One of the many professions of faith circulating in the public media is that science, according to some teachers who have a lot of paint on their cheeks, is not “democratic.” But what does this statement really mean?
Isn’t saying that science is not democratic an indirect way of asserting that science can give way to anti-democratic methods and thus ascribe to it at least an authoritarian political character? Or it could mean that science does not stoop to illusions will powerperhaps continuing to repeat the old “yet it moves” in the face of those who even want the universe to its knees, once again, in the face of the many ambitions of the temporal powers?
Is it enough, in the eyes of our time, for science to reaffirm the primacy of rationality and empirical observation to vaunt them as “undemocratic,” and therefore, dangerously hostile to the liberal conquests of recent centuries? Or is this the same old trick of politicizing the neutral to strengthen one side in defiance of the other?
What concept of democracy arises, or does one want to suggest, from such a declaration of science’s alleged anti-democratic nature? Would it not be precisely those who wanted to force an authoritarian change in society to transfer these authoritarian ambitions of their own into a representation of science which, on the other hand, does not itself possess a political character? We are not here, again, at the crossroads between the neutrality of scientific thought trying to make speeches about What is that And the events With the sole intent of better understanding the realities of the world and the special powers that want, instead, to make him say what is best suited to them?
Intelligent people who in their lives have opened some books as well as useful pamphlets to obtain qualifications, or those who have thought little about the subject, know that science is not and cannot be, what is bubbling about in newspapers and televisions: these are, at most, chatter and shouting for whoever pays the highest price. On the other hand, science also listens to the child if he says something right, because the dividing line of scientific discourse is right there, but this age that thinks it knows everything, in the end reveals itself as an age that knows nothing, except what is said by the barons of power.

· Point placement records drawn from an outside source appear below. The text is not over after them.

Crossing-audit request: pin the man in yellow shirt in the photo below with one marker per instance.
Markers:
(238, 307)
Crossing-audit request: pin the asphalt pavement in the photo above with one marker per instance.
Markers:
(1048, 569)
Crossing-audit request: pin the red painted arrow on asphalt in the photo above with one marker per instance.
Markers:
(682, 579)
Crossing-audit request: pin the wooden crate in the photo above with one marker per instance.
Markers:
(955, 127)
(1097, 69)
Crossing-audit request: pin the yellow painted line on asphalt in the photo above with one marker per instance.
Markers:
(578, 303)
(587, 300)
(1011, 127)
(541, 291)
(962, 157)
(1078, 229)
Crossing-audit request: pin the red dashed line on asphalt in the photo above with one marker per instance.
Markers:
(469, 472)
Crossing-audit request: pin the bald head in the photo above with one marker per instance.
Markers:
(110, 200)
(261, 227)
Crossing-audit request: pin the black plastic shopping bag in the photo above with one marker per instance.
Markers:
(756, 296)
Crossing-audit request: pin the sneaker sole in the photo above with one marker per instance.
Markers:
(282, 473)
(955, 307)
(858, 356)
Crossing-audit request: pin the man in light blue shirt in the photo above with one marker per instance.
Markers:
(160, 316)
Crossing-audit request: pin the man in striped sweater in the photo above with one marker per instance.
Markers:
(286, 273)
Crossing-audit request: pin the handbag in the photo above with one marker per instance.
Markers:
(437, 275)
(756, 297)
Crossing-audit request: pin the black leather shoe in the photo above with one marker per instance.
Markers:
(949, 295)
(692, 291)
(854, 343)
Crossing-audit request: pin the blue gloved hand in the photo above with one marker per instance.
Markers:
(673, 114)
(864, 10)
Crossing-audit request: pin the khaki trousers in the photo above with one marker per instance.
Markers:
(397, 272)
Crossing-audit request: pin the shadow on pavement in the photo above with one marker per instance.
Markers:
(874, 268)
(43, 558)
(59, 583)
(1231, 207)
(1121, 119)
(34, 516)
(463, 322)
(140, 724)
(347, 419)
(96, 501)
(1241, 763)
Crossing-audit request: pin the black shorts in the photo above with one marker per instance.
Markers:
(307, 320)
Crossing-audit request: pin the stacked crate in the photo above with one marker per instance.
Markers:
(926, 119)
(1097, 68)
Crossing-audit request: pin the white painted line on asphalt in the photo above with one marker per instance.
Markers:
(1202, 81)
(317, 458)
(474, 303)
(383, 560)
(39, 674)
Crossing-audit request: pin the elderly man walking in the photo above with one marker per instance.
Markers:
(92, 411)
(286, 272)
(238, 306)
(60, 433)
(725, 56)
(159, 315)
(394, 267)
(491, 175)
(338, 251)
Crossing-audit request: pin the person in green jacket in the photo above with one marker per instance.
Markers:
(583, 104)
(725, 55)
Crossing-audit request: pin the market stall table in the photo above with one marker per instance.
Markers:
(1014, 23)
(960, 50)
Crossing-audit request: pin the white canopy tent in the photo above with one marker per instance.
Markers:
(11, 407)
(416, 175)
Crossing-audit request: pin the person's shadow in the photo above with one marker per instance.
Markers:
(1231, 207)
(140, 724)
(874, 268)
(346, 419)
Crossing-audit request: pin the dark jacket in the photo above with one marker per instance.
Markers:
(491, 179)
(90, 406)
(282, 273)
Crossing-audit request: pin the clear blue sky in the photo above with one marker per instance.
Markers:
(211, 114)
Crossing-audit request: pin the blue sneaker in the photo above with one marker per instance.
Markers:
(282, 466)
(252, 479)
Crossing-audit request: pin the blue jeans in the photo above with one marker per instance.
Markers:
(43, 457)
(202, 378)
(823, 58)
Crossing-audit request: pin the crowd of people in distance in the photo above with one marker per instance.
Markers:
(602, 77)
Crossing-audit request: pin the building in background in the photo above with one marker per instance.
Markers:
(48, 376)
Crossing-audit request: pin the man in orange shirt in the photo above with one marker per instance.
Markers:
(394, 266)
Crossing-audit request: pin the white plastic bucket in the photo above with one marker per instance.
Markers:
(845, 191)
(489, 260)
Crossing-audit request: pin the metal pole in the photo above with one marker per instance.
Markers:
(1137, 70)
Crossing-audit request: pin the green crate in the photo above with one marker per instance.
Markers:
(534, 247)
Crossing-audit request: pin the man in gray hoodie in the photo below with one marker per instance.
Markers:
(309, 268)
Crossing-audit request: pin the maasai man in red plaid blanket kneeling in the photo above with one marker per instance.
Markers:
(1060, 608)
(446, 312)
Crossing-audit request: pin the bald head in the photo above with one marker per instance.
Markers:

If, then, we glance at certain classes, some may say, we may repeat without saying Bacon and Descartes, Science is a method, while others, without thinking too much to repeat Popper’s words, would also add that it is based on “falsifiability”. Science, with the conscious addition of the word “modern,” certainly is Also method, but it cannot – or should not – be reduced solely to this. Science that is interpreted as the only way is just blind application, ie Technique (τέχνη), which we translate as “technique”, but it would be more correct to translate it with ars which, in the language of the Greeks, is opposed to the term nature (φύσις). over there Technique She is also represented as a goddess aiding Icarus in his mad enterprise among many mythological ones: this representation, as well as several others, already contain a warning and link between technique and the dangers of arrogance (ὕβρις), as would the unhappy adventure of the son of Daedalus. Here too the ancient Greeks come to our aid by showing us, through the luster of their allegories, that this technique moves away from physis where are you from. The modern term “physics”, derived from the Greek, denotes, in fact, a discipline dedicated to the systematic observation of nature and in an authentically rational context, or in a truly advanced society, physics should not be subordinated to technology, but rather the other way around.
It is as strange as it is tragic to observe how the contemporary age that cries out the word “science” is, then, the one from which it has distanced itself the most, drowning science in mere technology in the service of profit. Science, in the truest sense of the term, can instead be defined as rational discourse based on the critical observation of facts and their synthesis through the application of logical criteria reconciled into theoretical generalization.
To put it in simple terms: Isaac Newton sees an apple falling from a tree and this is a fact which he summed up in the logical-mathematical formulation of the universal law of gravitation through theoretical generalization. This is a practical definition of science that ignores the many caprices of the contemporary age and, paradoxically, has become incomprehensible to those experimenters who stray from the general norms of scientific discourse, and drop in restrained minor observations, as Nietzsche has already criticized, in a scene of strong comic overtones, writing about that hunched man in Swamp Mud and aims to study a leech’s brain wholeheartedly, while Zoroaster accidentally steps on it. The individual who Nietzsche openly ridicules is found At home and in his field Immersed in the mud, he is bitten by leeches in the bog, and he confesses: “Near my knowledge lies my black ignorance.” He is the one who, in the work of a rockin’ thinker, restlessly declares: “I am blind and I want to be blind.” In other words, I want this method that, it would seem, brings me closer to reality in a fundamental way, in practice, infinitely distances me from it.
Nietzsche’s parody of this bizarre comedic figure, folded and centered on the leech’s little brain, implies that he is in fact not a man of science, and therefore not even of conscience. Then it is enough to read it Zoroaster To find the grumpy, angry faces of some popular TV celebrities, who attract new kinds of leeches and mirages, claim to lead us all, Previously authorizedAmong the swamps of their irrational and anti-democratic delirium.